Morchella Esculenta doesn’t ring out as something tasty enough to fetch more than $350 per pound dried, but call them “hickory chickens” and mouths will water.

 

Black morels are considered to be among the tastiest of the edible mushrooms on Earth and, for some, they rank up there with the best cuts of red meat.

In Alaska morels are mostly found in conifer and hardwood forested areas that have recently burned, but for the last three years Soldotna resident Kenny Bingaman has found them growing in his yard.

“I don’t know where they came from,” he said, while wondering if others in town have found them growing in yards. “They can’t just be at my house.”

Though he’s not sure of how the morel-growing mycelia germinated in his yard, Bingaman knows exactly what to do with them. Lightly butter and fry them, sliced. Once and a while stewed with caribou meat, carrots and onions.

A big, big fan of morels prior to their arrival at his home, Bingaman has gone as far as Tok, in the past, to hunt for them in the remnants of forest fires. That area once drew commercial mushroom hunters by the hundreds.

About 50 each year pop up in Bingaman’s yard and would normally last about two weeks — if he didn’t eat them. Bingaman’s advice for other Kenai Peninsula residents that find the mushroom in their yard this week is water them well the night before you harvest them.
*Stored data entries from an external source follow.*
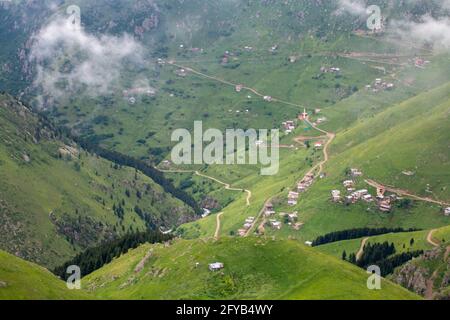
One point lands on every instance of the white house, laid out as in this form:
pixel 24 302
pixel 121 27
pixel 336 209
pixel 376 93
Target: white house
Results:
pixel 336 195
pixel 216 266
More will pop up. Don’t use city water, nothing with chlorine in it, he said.

Bingaman planned to eat his yard harvest Monday night after lightly frying them in butter, but only after waiting for his wife Tina to come home and join him for the feast.
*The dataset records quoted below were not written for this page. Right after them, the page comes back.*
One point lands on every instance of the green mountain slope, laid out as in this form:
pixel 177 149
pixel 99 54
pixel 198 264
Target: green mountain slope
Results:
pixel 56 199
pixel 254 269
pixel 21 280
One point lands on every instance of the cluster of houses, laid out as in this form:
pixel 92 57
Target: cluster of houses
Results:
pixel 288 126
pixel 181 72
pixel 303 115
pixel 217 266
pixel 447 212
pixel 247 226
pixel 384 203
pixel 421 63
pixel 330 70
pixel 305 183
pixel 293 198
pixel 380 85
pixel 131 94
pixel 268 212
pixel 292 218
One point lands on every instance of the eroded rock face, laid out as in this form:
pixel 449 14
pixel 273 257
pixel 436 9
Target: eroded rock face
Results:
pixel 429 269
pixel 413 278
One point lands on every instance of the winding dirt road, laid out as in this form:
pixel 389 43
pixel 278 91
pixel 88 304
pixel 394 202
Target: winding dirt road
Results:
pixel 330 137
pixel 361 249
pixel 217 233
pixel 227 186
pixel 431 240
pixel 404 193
It’s a little bit late for Bingaman’s crop, but the University of Alaska Fairbanks Cooperative Extension Service says that when air temperatures reach the mid-60s with overnight lows reaching 45 degrees, conditions are good for morels.

According to the Kenai Peninsula Mycological Society local morel hunters look in the burned areas of Caribou Hills and Skilak Lake. Bingaman said he’s had past luck around Tustumena Lake as well.

While the mushroom is delicious enough to fetch hundreds of dollars per pound, someone new to hunting morels should consider a few things; false morels — a morel lookalike that some also consider delicious — can be fatal and you should not eat the real ones raw. Morels contain a small amount of toxin that dissipates when cooked. To differentiate between morels and their potentially deadly doppelganger, unexperienced hunters should consult field guides or go with more experienced mushroomers.